Вот уже который год, в преддверии своего дня рождения, я пытаюсь представить это мартовское утро. Темный наш двор на Университетской, освещенный только неяркими лампочками над подъездными дверями, снег, который мягко ложится на землю, и автомобиль с незаглушенным двигателем, стоящий поодаль.
Где он мог стоять? Наверное, у магазина «Дары садов», въехал с проспекта во двор сколько мог, так чтобы и не мешать, и чтобы суметь выбраться, урчал двигателем и фары тускло помаргивали в такт трепыханию мотора.
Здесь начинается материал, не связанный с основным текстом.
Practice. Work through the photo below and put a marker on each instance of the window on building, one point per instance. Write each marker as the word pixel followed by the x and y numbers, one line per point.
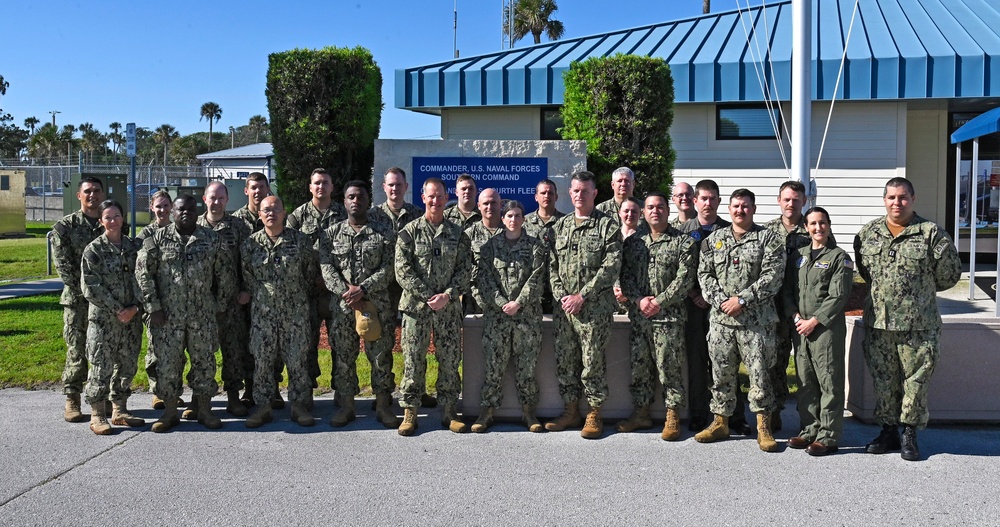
pixel 746 122
pixel 551 123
Интересно, что стало с этим автомобилем? Конечно списали давно, а потом? Истлел ли он где-то, ржавея, пропитываясь в землю на задворках ведомственного гаража? Или может все-таки сдали его на металлолом, и он расплавился в огне мартеновской печи, словно Терминатор?
Hasta la vista baby!
А что случилось с водителем? И какой он был? Наверное, немного был он слегка недоволен тем, что по темноте пришлось ехать по заснеженному городу, рискуя застрять в сугробе или забуксовать на подъеме. Был недоволен, но вида не показывал, работа есть работа.
Жив ли он до сих пор? Вряд ли. Уж нет моей мамы, и наверное нет и его. Как ушел он от нас? Отвернувшись к больничной стене иссушенным желтым лицом, крепко сжав губы и так и оставшись навеки? Или неожиданно захрипел и завалился в дружеской компании, напугав до смерти друзей, которые трясли его тело и растирали лицо водой, не желая понимать, что все. А может просто лег спать, а утром уже не проснулся, и родные говорили потом всем – легко ушел, жаль только рано, мог бы еще.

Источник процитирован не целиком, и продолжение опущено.